- July 23, 2019
- Posted by: Myles Freedman
- Category: More Africa News
Maroc Telecom (IAM) has published its financial results for the six months ended 30 June 2019, reporting a 0.5% decrease in revenues from MAD17.939 billion (USD1.86 billion) to MAD17.844 billion, attributed to a 4.0% drop in sales generated by the group’s international operations, which was partly offset by a 1.4% increase in revenues in its domestic market. The telco’s six-month EBITDA increased by 6.2% year-on-year to MAD9.409 billion, fuelled by a 10.7% growth in pre-tax earnings from domestic operations, despite a 1.4% decrease in its subsidiaries’ EBITDAcontribution. IAM’s consolidated earnings from operations reached MAD5.862 billion in 1H19, a 5.8% increase y-o-y, while the group’s share of adjusted net income amounted to MAD3.022 billion, up by 1.0% when compared to 1H18. CAPEX including frequencies and licence costs amounted to MAD3.227 million at the end of June 2019, down 10.3% y-o-y.

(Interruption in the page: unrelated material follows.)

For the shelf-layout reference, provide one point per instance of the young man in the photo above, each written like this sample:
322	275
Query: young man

The group also disclosed that as part of the implementation of the 2019 Budget Act, the Moroccan government divested 8% of the capital and voting rights in IAM in the form of blocks of shares on 17 June 2019 (equivalent to 6% of the capital); a public offer sale was closed on 16 July 2019 (2% of the capital). After the completion of the transaction, the Kingdom of Morocco holds 22% of the capital and voting rights in Maroc Telecom.
In operational terms, the group reported annualised growth of 3.9% for its consolidated customer base, with the total reaching 63 million connections at end-June 2019. In Morocco, wireless subscribers increased by 3.2% y-o-y to reach 19.547 million, up from 18.935 million in 2Q18; the telco’s 3G/4G user base passed 11.119 million (up by 10.3% y-o-y), while broadband customers increased by 6.2% y-o-y to 1.529 million. In Niger, wireless accesses increased by 23.6% to 2.810 million, while Togo saw a sizeable 14.5% y-o-y rise in mobile subscribers to 3.608 million at 30 June. Furthermore, mobile subscriber growth was also reported in Cote d’Ivoire (8.899 million, up 9.0%), Mauritania (2.389 million, 10.6%), Burkina Faso (8.020 million, 6.6%) and Central African Republic (153,000, 4.1%), while Mali and Benin reported annual declines of 10.5% (7.270 million) and 0.5% (4.362 million), respectively.
Abdeslam Ahizoune, Chairman of IAM’s Management Board, commented: ‘Maroc Telecom achieved better-than-target results in the first half of 2019, thanks in part to the success of Data in all its markets, despite the strong competitive intensity. Profitability is improving significantly thanks to cost optimisation efforts, which offset the increasing sectoral tax pressure in some subsidiaries’ countries.’